O conceito que estrutura AILERON não é típico, nem comum. Dar de caras com um álbum jazz que retrata um meio urbano, feito de noite, carros velozes, derrapagens e excessos não deixa de constituir uma experiência ‘diferente’. No entanto, tendo em conta aquilo que está a ser feito nos últimos tempos no universo jazz, não devemos ficar surpreendidos com a estética deste projeto. A atual mente jazzística, que foi tomada de assalto por jovens cheios de música e diferentes influências dentro de si, funciona de acordo com as seguintes palavras de ordem: experimentar, inventar e criar. Por alguma razão, ao longo dos últimos anos, temos vindo a assistir a um crescimento do dito London Jazz e ao aparecimento de uma fornada incontável de artistas que, sendo simultaneamente feitos de jazz (do puro) e de influências ‘HTTP’ oriundas da internet, pintaram de todas as cores as paredes deste estilo musical. Afonso Serro, Alexandre Moniz e André Santos fazem parte dessa amostra de músicos. Quando estão na mesma sala a fazer música ao mesmo tempo, unem-se e transformam-se nos YAKUZA. Todos têm a sua própria história no mundo da música. Afonso, o teclista, formou o conjunto Mazarin; Alexandre toca guitarra nos Galgo; e André é AFTA 3000 (onde, através do seu baixo, dá cor a composições que juntam jazz e eletrónica). É útil ter uma breve ideia do que é que estes três músicos fizeram antes de terem gerado este projeto.
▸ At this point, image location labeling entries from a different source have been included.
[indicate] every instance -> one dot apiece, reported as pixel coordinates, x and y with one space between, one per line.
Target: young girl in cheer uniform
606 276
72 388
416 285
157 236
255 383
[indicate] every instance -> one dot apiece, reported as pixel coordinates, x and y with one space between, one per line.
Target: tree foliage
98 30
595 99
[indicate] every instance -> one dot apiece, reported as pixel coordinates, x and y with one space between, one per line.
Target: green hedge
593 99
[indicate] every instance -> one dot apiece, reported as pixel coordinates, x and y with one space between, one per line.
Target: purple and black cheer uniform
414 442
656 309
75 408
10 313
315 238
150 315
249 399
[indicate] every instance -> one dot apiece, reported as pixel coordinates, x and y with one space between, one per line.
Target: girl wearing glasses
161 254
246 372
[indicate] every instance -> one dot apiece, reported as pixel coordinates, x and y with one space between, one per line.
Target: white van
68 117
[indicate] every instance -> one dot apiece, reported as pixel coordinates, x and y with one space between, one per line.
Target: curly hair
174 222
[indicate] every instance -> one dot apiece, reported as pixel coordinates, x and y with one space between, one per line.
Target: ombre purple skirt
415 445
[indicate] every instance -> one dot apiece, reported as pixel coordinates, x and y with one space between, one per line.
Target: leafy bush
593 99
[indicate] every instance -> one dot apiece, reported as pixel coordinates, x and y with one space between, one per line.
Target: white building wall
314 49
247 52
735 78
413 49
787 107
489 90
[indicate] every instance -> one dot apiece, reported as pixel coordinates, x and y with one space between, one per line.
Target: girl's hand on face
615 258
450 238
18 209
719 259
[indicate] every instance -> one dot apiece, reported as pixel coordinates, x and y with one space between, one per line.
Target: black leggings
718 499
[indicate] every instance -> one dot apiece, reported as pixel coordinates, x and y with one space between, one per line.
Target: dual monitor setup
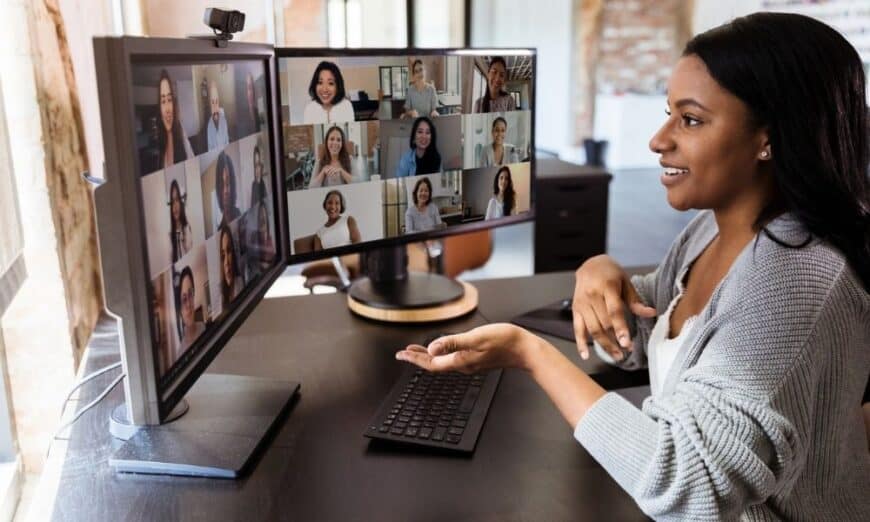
225 164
Desde cedo, percebemos que AILERON constitui uma tempestade perfeita, onde mares e ventos de jazz, hip-hop, rock e batidas house se cruzam. Este cruzamento deu-se apenas porque os três intervenientes já tinham vivido as suas próprias aventuras no planeta Música.
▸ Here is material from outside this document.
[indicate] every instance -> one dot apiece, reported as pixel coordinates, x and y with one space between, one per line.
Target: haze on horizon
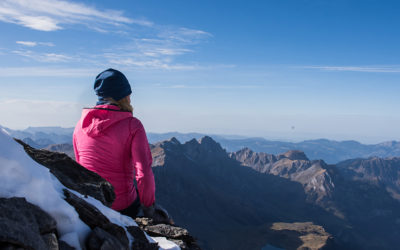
292 70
O início da segunda faixa (“AILERON, PT.1” ) é suave. Aliás, toda a faixa é suave. Esta batida iniciática chega mesmo a ser… suspeita, por ser tão calma, leve e pacífica. (De certa forma, parece que encontramos uma lost track de Miramar Confidencial, de David Bruno.) Se em “TUNNING” aceleramos a fundo, em “AILERON, PT.1” baixamos a intensidade, e contemplamos o tracejado da estrada revelado pela velocidade da máquina. Como o próprio gangue afirma, são várias as influências que comandaram o processo de criação de AILERON, contudo, as mais intensas são, indiscutivelmente, a fusão japonesa, o já referido jazz da capital inglesa e todo o universo dance. As influências house deste projeto revelam-se com maior ângulo na faixa “AILERON, PT.2”, uma clara continuação da track anterior. Tanto o início, como fim, desta faixa podiam abrir e fechar, respetivamente, qualquer pista de dança do mundo (mas especialmente o fim, que nos transporta para a golden age de um house mais simples, uniforme e, por isso, ultra dançável e vibrante).
O momento mais impressionante em AILERON é, sem dúvida, a faixa “PICHELEIRA”. Numa ação completamente inesperada, os YAKUZA fazem um drift perfeito, e a onda do álbum muda totalmente. Se até aqui tínhamos estado numa estrada japonesa feita de neons e carros coloridos e flamejantes, de repente, somos transportados para uma estrada norte-americana edificada pelo New Deal de Franklin D. Roosevelt. A entrada de “PICHELEIRA” é fenomenal, sendo digna de ser introduzida por uma verdadeira big band. (Admito que não consegui dissociar esta faixa da composição “Caravan”, de Juan Tizol e Duke Ellington, usada como tema principal do filme Whiplash.)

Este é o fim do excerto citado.